Book Review: Money the Hard Way by David Tromblay
Last year, David Tromblay’s novella Sangre Road (Shotgun Honey) introduced readers to Moses Kincaid, former Military Police turned bail bondsman with a bit of a nihilist streak. In the heyday of the mid-’90s opioid epidemic, Moses travels to Oklahoma in search of a fugitive who skipped town. The novella follows his travails as he squares off with members of a biker gang, falls in love with a waitress who shares his gift for sardonic gab, and dodges death in increasingly bizarre situations. It’s a surreal trip with a discomfiting ending that in lesser hands could have faltered badly. Tromblay, however, sticks the landing.
Money the Hard Way picks up almost exactly where Sangre Road leaves off. Moses has suffered both great loss and physical injury, and he uses whatever narcotics he can lay his hands on (Fentanyl, mostly) to take the edge off both. Despite this, or perhaps because of it, he finds himself mired in place–unable to forget the loss that haunts him, yet equally unable to leave Oklahoma behind. To make ends meet, he takes on work as an unlicensed bail bondsman with the shady Arlo Bice, who lickety-split has Moses boosting cars put up for bond and joining him on raids to bring in the subjects of bench warrants. Nothing goes quite right, of course, and soon a grave mistake finds Moses facing significant jail time. The only option short of long, hard time in an Oklahoma correctional facility: Enter the Big House as an informant for the feds, who seek the inside source for a drug so potent it makes Fentanyl look like aspirin.
If the plot itself feels just left of center for the average crime novel, it’s Tromblay’s bold prose that truly sets it apart. Told in first person, Money the Hard Way again places the reader inside the head of a man both clever and troubling. Whereas the voice in Sangre Road hews primarily toward sarcasm and dry wit, Moses having only just begun his downward slide, Money reveals a man battling a growing addiction and en route to losing his grip, though he’d hardly admit it. His slantwise view of the world is still there, as are his humorous asides, but they’re as amped and rambling as his actions are careless. Readers who have by now developed an affinity for the man will find much to trouble them—like observing a friend who badly needs help.

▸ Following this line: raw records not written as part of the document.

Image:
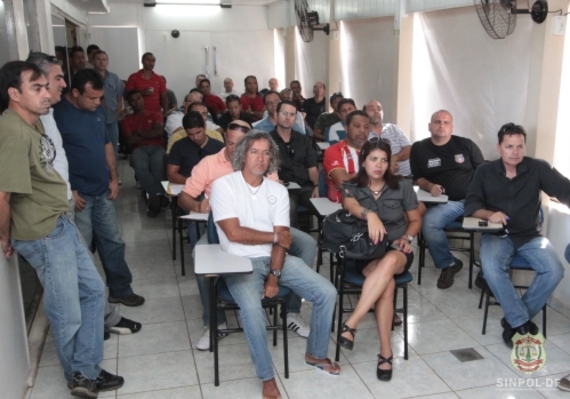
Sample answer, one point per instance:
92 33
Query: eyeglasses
236 126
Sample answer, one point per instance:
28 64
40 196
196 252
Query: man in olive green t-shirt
33 221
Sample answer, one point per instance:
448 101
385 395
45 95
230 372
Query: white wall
14 358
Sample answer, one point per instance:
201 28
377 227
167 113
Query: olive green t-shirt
39 194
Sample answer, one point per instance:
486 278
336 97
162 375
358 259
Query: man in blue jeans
508 191
252 219
33 221
94 180
443 164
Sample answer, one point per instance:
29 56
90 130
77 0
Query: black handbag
348 236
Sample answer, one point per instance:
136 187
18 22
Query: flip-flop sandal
321 366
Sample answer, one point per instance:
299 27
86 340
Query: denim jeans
434 221
98 226
74 296
148 163
303 246
246 289
496 255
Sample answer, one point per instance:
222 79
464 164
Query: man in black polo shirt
507 191
187 152
298 160
444 164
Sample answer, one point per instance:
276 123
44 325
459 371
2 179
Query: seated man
399 143
337 131
298 160
199 186
143 131
341 159
181 133
252 218
508 191
444 163
187 152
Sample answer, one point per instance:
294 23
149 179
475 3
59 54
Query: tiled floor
160 362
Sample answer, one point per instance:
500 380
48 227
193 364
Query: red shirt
145 121
138 82
339 156
215 103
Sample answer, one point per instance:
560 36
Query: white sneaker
296 323
204 342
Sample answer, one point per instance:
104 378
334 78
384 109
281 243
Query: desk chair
455 231
517 263
350 281
221 300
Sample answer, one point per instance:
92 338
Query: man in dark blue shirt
94 180
508 191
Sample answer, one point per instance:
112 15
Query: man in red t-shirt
251 101
144 132
341 159
211 100
150 85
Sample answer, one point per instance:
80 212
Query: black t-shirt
296 157
226 119
313 110
451 165
186 154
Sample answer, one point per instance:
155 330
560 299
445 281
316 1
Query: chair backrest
212 231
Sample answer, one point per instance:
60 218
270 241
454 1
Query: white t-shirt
260 208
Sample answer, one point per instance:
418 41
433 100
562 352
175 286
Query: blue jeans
246 289
98 226
435 220
303 246
148 163
74 296
496 256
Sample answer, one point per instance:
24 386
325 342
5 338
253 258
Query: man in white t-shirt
252 218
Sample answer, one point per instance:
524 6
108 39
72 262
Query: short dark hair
84 76
92 47
267 93
146 55
193 119
354 114
75 49
286 102
11 76
345 101
511 129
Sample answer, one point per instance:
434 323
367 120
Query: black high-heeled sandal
384 375
345 342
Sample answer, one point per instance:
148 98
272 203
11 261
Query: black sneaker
83 387
109 382
446 277
125 327
129 300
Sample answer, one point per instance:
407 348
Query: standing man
113 95
508 191
34 222
144 132
341 159
399 143
298 160
444 164
150 85
94 180
252 218
251 102
315 106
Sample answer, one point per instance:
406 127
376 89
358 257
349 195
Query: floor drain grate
466 355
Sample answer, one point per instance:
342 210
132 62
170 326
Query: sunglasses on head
236 126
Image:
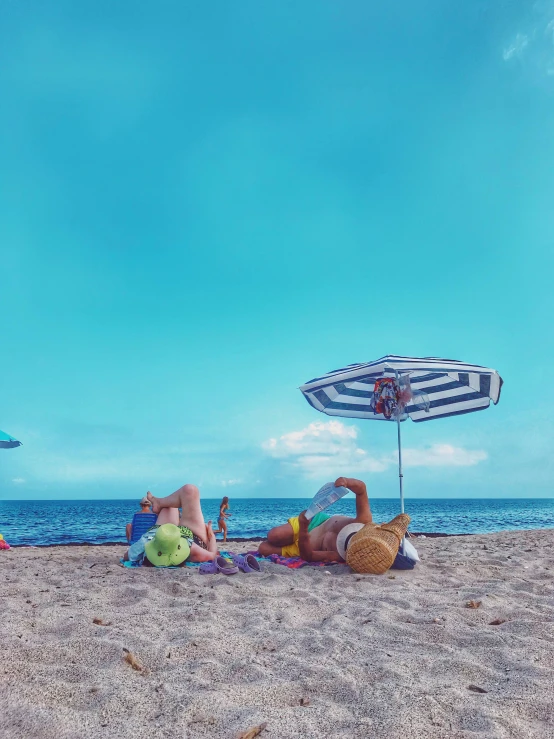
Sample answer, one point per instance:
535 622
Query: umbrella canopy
420 388
7 441
440 388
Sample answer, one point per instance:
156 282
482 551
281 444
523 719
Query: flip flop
246 562
217 565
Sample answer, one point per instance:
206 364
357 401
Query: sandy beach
309 653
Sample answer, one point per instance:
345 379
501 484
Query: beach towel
128 563
294 563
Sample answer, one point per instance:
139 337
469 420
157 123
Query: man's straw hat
374 548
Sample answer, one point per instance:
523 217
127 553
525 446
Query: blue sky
204 205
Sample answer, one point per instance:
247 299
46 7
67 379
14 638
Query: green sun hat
168 548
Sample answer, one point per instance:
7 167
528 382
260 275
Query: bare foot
156 508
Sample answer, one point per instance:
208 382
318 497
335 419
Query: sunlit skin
320 544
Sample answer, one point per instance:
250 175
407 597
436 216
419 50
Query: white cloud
327 449
516 48
443 455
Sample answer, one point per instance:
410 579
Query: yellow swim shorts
292 550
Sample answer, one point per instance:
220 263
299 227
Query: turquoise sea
101 521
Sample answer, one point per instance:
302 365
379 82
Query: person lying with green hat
180 533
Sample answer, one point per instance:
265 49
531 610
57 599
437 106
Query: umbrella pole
400 475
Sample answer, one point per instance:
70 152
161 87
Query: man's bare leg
187 498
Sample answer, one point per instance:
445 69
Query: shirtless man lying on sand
316 540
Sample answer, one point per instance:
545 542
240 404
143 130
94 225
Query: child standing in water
223 515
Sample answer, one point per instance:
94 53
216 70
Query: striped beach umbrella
7 441
396 388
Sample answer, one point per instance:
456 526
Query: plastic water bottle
324 497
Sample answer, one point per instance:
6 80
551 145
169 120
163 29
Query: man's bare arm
358 487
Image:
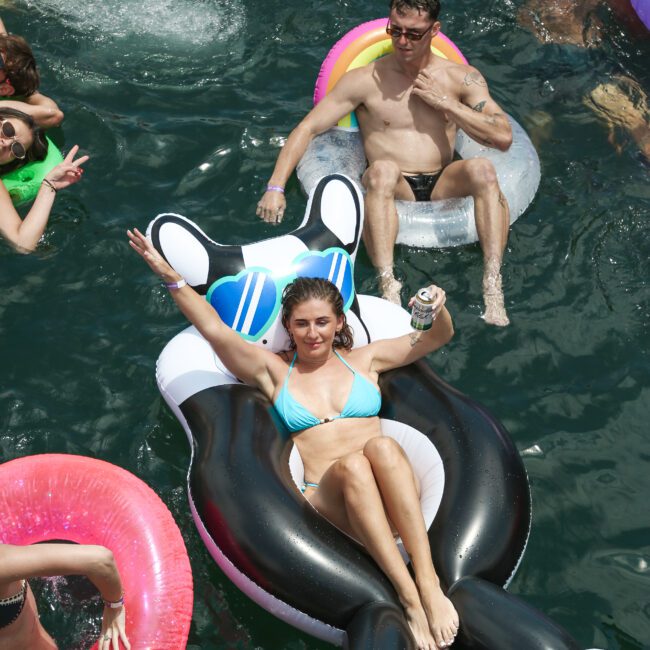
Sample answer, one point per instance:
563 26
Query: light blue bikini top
364 401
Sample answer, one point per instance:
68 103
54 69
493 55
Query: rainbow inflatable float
340 150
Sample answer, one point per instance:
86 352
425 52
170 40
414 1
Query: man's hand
427 89
271 206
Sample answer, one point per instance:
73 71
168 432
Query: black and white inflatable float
243 476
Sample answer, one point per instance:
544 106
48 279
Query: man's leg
477 178
383 182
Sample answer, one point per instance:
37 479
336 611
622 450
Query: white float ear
184 246
341 207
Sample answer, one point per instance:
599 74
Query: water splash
180 22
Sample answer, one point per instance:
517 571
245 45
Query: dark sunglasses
396 32
7 131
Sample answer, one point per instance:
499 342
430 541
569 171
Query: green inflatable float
23 184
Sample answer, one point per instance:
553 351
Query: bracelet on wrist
50 185
173 286
114 604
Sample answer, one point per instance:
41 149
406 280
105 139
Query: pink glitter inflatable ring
89 501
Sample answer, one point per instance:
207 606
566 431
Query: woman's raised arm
94 562
393 353
24 234
247 362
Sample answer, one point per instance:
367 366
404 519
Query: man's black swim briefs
422 184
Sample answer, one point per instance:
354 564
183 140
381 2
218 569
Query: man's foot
417 620
441 614
390 287
495 310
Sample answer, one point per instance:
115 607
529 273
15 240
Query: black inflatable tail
492 619
378 626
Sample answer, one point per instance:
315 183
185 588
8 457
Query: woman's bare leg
349 497
394 475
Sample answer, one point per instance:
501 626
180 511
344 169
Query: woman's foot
441 614
495 310
419 624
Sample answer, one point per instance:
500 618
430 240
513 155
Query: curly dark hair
38 150
302 289
432 7
20 65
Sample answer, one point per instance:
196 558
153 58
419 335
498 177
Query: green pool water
182 106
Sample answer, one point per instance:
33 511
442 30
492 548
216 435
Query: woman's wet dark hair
302 289
37 151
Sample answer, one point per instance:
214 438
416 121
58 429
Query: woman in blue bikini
327 395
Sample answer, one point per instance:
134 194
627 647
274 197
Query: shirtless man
409 105
19 79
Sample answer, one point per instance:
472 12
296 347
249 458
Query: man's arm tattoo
474 78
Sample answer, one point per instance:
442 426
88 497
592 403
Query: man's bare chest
400 111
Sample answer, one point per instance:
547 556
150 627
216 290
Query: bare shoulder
359 358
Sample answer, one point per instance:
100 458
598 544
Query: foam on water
195 22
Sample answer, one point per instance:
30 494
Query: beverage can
422 312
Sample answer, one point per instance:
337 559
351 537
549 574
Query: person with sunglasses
409 105
21 142
19 82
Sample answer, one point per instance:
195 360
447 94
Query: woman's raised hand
271 206
68 172
439 298
141 245
113 630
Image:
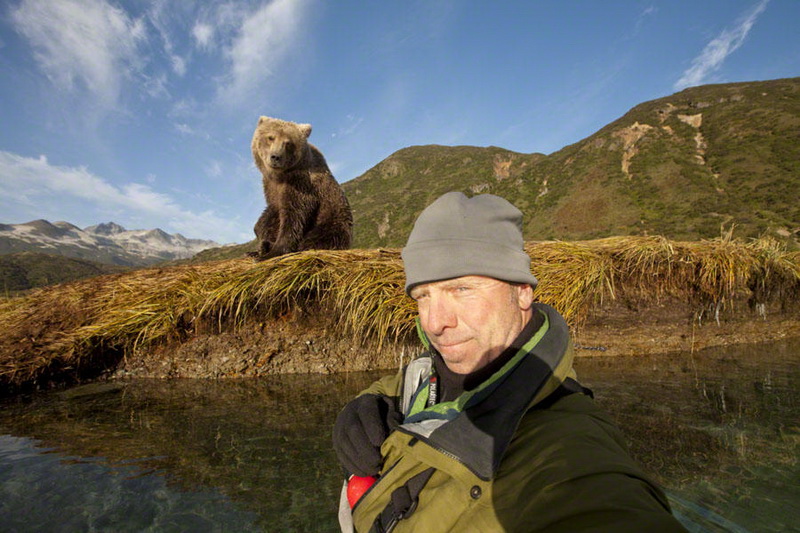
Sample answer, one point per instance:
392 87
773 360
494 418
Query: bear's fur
306 207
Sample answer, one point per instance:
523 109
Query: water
719 429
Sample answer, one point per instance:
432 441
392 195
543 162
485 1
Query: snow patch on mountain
107 242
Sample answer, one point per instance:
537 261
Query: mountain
107 243
26 270
684 166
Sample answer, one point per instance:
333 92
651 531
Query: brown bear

Money is about as far from paint-by-numbers crime fiction as one can get. There’s no one particular antagonist, no particular murder to solve or heist to pull off. Instead, the series of misadventures that comprise this novella serve to illuminate a man on the brink. It’s a compelling portrait, told in Tromblay’s typically assured prose, that will linger in the mind long after the final scene.